“It was no problem,” Axel said. “Our faithful guide brought ’em back.”
Marilee looked confused. “Who?”
Axel frowned. “Me, of course. I’m the guide around here, not you.”
“Ah.” Marilee’s lips twitched. “Right.”
Axel scowled. “I am.”
Marilee swatted lightly at one of the tassels on his hat, sending it swaying. “Okay.”
Still scowling, Axel leaned over her shoulder and peered into the pot. “What the hell is that?”
“Dinner.”
Axel grabbed a spoon and took a tentative taste. With a shudder, he made a horrendous face. “Jesus, woman!” He tossed the spoon into the sink. “What did I ever do to you?”

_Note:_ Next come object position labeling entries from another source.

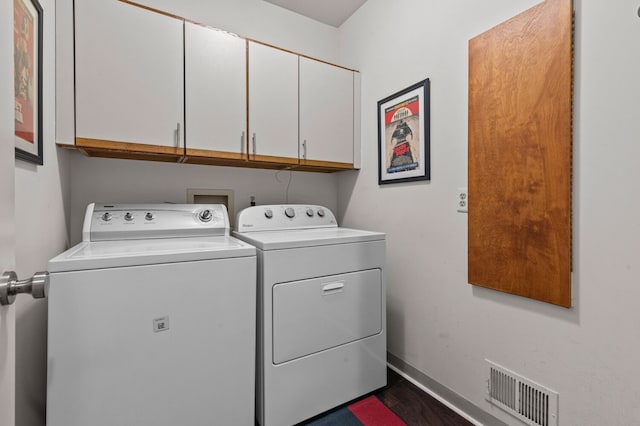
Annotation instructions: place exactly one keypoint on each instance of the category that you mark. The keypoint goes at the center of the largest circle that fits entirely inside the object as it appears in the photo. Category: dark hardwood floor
(414, 406)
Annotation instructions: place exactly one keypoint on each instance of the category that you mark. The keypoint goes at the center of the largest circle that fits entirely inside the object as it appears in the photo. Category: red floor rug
(365, 412)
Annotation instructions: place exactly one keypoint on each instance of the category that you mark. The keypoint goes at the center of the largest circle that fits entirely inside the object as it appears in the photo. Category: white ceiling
(332, 12)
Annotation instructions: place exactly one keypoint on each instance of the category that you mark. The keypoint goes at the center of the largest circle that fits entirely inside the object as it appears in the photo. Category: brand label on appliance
(160, 324)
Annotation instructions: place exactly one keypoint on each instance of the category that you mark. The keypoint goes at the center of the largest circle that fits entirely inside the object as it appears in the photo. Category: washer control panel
(104, 222)
(285, 216)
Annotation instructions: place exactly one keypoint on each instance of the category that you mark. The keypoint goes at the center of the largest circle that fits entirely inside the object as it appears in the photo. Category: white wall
(261, 21)
(7, 230)
(437, 322)
(41, 198)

I peeked at Kellan, who was struggling to bite back a sympathetic smile.
“It’s fine,” Marilee said defensively, hunching her shoulders as she stirred with much more aggression than necessary, making a few splatters, while Axel choked dramatically.
“Fine? Fine for what?” he asked, grabbing a towel and swiping his tongue on it. “Poison?”
Marilee huffed. “Kellan liked it just fine, didn’t you, Kellan?”
Axel swiveled toward Kellan in disbelief. “Dude?”
Kellan winced, and Axel sighed. “Yeah, I know.” He turned to Marilee again. “Look, you know you’re off-the-charts hot, right?”
Marilee lifted a shoulder, looking slightly mollified at the compliment.
“Yeah, well, you should also know it makes men stupid,” Axel said. “They say things they don’t mean.”
Marilee glanced speculatively at Kel, then back at Axel. “Do you?”
Axel scratched his head.
“Axel Leon Hanson, do you say things you don’t mean?”
When he didn’t answer, she pointed at him with her wooden spoon, then poked him with it in the chest, leaving a red sauce stain right in the middle of his Grateful Dead T-shirt that even in the barely lit room we could all plainly see. “Talking to you, dude.”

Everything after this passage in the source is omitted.